The sweeping audit—prompted by longstanding concerns of foreign influence, espionage, and theft of intellectual property—has zeroed in on nearly 1,000 researchers within the National Institutes of Health (NIH) alone. Most are believed to have gained entry to the U.S. with help from federal research agencies during prior administrations, often without proper vetting.
“The Trump administration is committed to safeguarding America’s national and economic security,” White House spokesman Kush Desai told Just the News. “Taxpayer dollars should not and cannot fund foreign espionage against America’s industrial base and research apparatus.”
That warning is no longer hypothetical. In just the last month, federal officials say three Chinese scientists were arrested attempting to smuggle deadly pathogens into the U.S., including toxic fungi and crop-destroying roundworms—raising fresh fears of agroterrorism.
According to Dr. Li-Meng Yan, a Chinese virologist who defected to the U.S. in 2020, many scientists entering the U.S. from China are effectively agents of the Chinese Communist Party. “They have signed the contract with Chinese government to go back to China, serve for China with whatever they can get from the U.S.,” Yan said. “They become the CCPs’ kind of agents… like the parasites that go into your body.”
Years of inaction from federal agencies are partly to blame. The Government Accountability Office (GAO) has issued more than a half-dozen scathing reports warning that the NIH and partnering universities lack the safeguards to prevent foreign theft of research and influence over scientific projects funded by U.S. taxpayers.

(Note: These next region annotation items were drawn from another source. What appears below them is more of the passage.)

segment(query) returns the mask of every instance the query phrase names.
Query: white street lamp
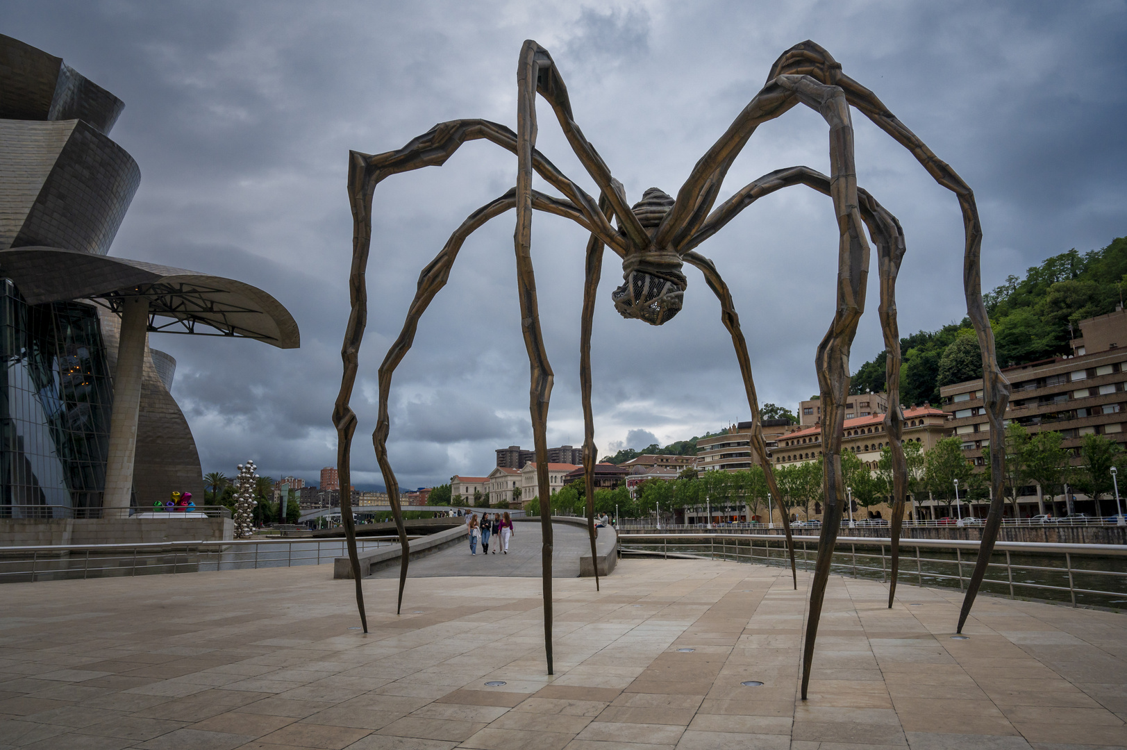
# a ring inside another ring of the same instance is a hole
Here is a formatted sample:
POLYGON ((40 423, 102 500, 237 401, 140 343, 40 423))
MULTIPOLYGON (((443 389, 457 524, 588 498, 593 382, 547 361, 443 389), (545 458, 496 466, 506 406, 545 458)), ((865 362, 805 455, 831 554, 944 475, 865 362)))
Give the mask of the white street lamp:
POLYGON ((1116 479, 1116 474, 1118 474, 1118 471, 1116 471, 1116 467, 1112 466, 1111 484, 1115 485, 1116 488, 1116 513, 1117 513, 1116 526, 1127 526, 1127 519, 1124 519, 1124 511, 1122 508, 1119 505, 1119 480, 1116 479))

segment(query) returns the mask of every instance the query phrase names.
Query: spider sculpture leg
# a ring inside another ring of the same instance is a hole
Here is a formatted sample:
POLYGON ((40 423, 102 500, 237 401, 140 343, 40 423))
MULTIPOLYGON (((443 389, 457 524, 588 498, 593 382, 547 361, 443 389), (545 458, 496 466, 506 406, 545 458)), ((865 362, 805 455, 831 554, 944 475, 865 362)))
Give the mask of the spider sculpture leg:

In one 2021 report, GAO bluntly stated that “U.S. research may be subject to undue foreign influence” and cited the NIH’s failure to enforce conflict-of-interest policies, particularly with scientists tied to China.
The crackdown now underway comes amid a surge of related criminal activity. In one case, Chinese scientist Hao Zhang was convicted in 2020 for a scheme dating back to 2006 to steal proprietary semiconductor technology and launch a competing business in China. In another, a cybersecurity professor at Indiana University, Xiaofeng Wang, had his home raided by the FBI earlier this year and was quietly fired, though he has not been charged with any crime.

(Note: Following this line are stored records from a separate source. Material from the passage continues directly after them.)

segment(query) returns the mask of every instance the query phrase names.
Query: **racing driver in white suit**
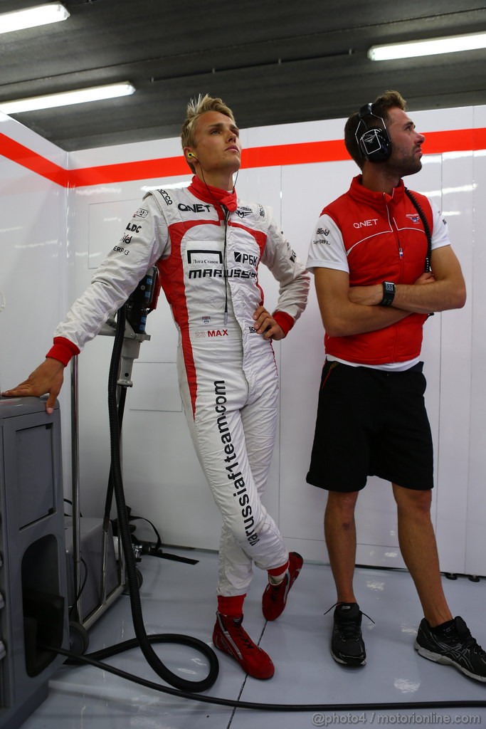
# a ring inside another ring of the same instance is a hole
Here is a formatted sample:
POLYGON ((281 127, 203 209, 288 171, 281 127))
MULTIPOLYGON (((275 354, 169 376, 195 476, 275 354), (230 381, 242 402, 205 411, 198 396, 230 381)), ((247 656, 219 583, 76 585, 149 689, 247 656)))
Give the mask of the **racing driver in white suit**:
POLYGON ((214 645, 249 675, 270 678, 272 660, 242 625, 252 565, 269 582, 263 615, 275 620, 302 565, 287 552, 262 504, 275 442, 278 380, 272 340, 303 311, 309 274, 268 209, 237 198, 233 174, 241 144, 231 110, 199 98, 182 127, 184 157, 195 173, 188 189, 148 193, 118 245, 55 332, 42 363, 8 397, 49 393, 52 412, 63 371, 96 335, 153 265, 179 332, 181 395, 200 462, 222 518, 214 645), (277 308, 263 305, 262 262, 280 283, 277 308))

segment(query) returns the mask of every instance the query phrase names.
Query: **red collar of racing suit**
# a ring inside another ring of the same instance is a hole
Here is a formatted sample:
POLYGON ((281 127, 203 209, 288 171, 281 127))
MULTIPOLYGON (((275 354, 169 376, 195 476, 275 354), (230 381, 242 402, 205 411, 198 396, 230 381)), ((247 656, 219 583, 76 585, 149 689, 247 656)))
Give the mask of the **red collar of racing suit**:
POLYGON ((405 194, 405 185, 404 181, 400 180, 396 187, 393 187, 391 195, 388 192, 375 192, 374 190, 364 187, 362 183, 362 175, 356 175, 351 181, 351 186, 349 189, 352 198, 358 200, 360 202, 366 203, 371 207, 383 209, 383 203, 389 205, 393 202, 398 205, 403 200, 405 194))
POLYGON ((232 192, 228 192, 226 190, 221 190, 219 187, 213 187, 211 184, 202 182, 199 177, 194 176, 189 186, 189 190, 196 198, 203 200, 205 203, 217 203, 218 205, 224 205, 230 212, 236 210, 238 200, 236 198, 236 190, 233 187, 232 192))

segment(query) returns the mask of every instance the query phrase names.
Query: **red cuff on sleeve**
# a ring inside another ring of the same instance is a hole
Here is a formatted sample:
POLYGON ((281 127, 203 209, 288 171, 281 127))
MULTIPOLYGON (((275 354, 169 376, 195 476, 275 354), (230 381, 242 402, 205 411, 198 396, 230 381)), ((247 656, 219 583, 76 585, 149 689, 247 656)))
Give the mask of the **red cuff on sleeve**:
POLYGON ((285 311, 275 311, 273 316, 286 337, 295 323, 294 317, 285 311))
POLYGON ((52 359, 57 359, 66 367, 71 362, 71 357, 79 354, 79 350, 78 348, 72 342, 70 342, 68 339, 65 339, 64 337, 55 337, 54 344, 46 354, 46 356, 52 357, 52 359))

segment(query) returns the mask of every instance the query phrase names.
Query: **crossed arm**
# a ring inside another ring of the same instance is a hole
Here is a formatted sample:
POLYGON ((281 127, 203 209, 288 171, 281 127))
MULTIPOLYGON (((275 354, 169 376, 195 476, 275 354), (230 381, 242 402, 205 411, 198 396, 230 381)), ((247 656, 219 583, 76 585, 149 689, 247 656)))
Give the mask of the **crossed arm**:
POLYGON ((460 308, 466 303, 466 285, 450 246, 432 252, 431 265, 433 274, 423 273, 412 284, 397 284, 390 307, 379 305, 381 284, 350 287, 347 273, 316 268, 315 290, 324 329, 330 336, 345 337, 383 329, 412 312, 460 308))

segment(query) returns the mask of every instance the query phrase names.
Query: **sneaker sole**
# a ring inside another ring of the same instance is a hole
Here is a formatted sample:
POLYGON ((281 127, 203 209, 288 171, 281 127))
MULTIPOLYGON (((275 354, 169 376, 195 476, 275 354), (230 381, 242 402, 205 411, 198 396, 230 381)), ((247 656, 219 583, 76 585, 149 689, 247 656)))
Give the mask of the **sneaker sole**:
POLYGON ((331 651, 331 655, 337 663, 340 663, 341 666, 350 666, 352 668, 358 668, 360 666, 364 666, 367 662, 366 658, 346 658, 345 660, 344 658, 338 658, 335 653, 332 652, 332 650, 331 651))
POLYGON ((471 671, 468 671, 467 668, 465 668, 460 663, 456 663, 452 658, 450 658, 447 655, 442 655, 440 653, 433 653, 431 650, 423 648, 417 641, 415 641, 414 648, 418 655, 421 655, 423 658, 433 660, 434 663, 442 663, 442 666, 453 666, 455 668, 460 671, 465 676, 469 676, 470 679, 474 679, 475 681, 482 681, 483 683, 486 682, 486 676, 478 676, 477 674, 471 673, 471 671))

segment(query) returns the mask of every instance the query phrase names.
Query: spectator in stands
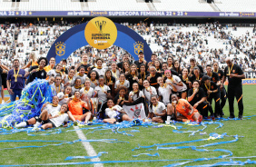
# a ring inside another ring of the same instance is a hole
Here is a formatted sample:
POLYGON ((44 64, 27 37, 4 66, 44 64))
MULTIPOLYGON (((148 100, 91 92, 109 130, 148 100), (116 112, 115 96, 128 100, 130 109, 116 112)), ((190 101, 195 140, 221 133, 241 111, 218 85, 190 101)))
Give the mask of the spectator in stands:
POLYGON ((21 97, 22 90, 25 86, 25 72, 20 69, 20 62, 18 59, 14 60, 14 69, 8 72, 7 75, 7 89, 11 97, 11 102, 16 100, 16 96, 21 97))

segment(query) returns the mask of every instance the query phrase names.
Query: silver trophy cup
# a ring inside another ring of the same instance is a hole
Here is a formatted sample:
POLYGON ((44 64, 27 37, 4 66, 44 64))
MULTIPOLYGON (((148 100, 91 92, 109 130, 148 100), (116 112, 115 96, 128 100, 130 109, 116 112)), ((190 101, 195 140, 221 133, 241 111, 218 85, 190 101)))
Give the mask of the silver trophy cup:
POLYGON ((93 102, 93 106, 94 106, 94 109, 93 109, 93 115, 94 115, 94 118, 96 117, 97 115, 97 113, 98 113, 98 103, 99 103, 99 99, 94 97, 94 98, 91 98, 92 102, 93 102))

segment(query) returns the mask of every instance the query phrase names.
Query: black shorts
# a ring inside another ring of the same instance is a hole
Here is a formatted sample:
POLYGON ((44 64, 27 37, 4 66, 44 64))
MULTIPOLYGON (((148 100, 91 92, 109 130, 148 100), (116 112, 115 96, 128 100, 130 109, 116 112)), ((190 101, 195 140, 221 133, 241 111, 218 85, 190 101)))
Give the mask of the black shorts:
POLYGON ((114 117, 114 119, 116 120, 116 122, 121 123, 121 122, 123 122, 122 118, 123 118, 123 115, 125 115, 125 113, 120 113, 116 117, 114 117))
POLYGON ((53 122, 51 122, 51 120, 49 120, 49 123, 52 123, 53 128, 55 128, 55 127, 56 127, 55 124, 54 124, 53 122))
POLYGON ((4 88, 7 88, 6 81, 7 81, 7 74, 1 74, 2 77, 2 85, 4 88))
POLYGON ((163 121, 163 123, 167 120, 167 115, 165 114, 164 116, 161 116, 162 120, 163 121))
MULTIPOLYGON (((182 92, 172 92, 172 94, 176 94, 178 97, 182 98, 182 93, 185 93, 186 91, 182 91, 182 92)), ((171 98, 172 99, 172 98, 171 98)))
POLYGON ((53 128, 55 128, 56 126, 55 126, 55 124, 53 123, 53 122, 51 122, 51 120, 45 120, 45 121, 42 121, 42 124, 46 124, 46 123, 52 123, 53 124, 53 128))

As part of the broader clampdown, the NIH recently issued new guidance barring researchers from funneling U.S. tax dollars to foreign partners through sub-grants. And the FDA has now halted all trials that export Americans’ cells to labs in hostile nations for genetic engineering—an issue of growing concern.
Congressional allies are backing the administration’s effort, with Rep. Nathaniel Moran (R-Texas) calling for sweeping reforms. “We’ve got to strengthen our own systems from within,” Moran said, “and we’ve got to push back in the trade world, in the tariff world and in the business practices world against China.”
With growing evidence of coordinated foreign espionage and exploitation of U.S. research systems, the administration’s covert operation marks a critical step in defending national security—and could reshape how America handles scientific collaboration for years to come.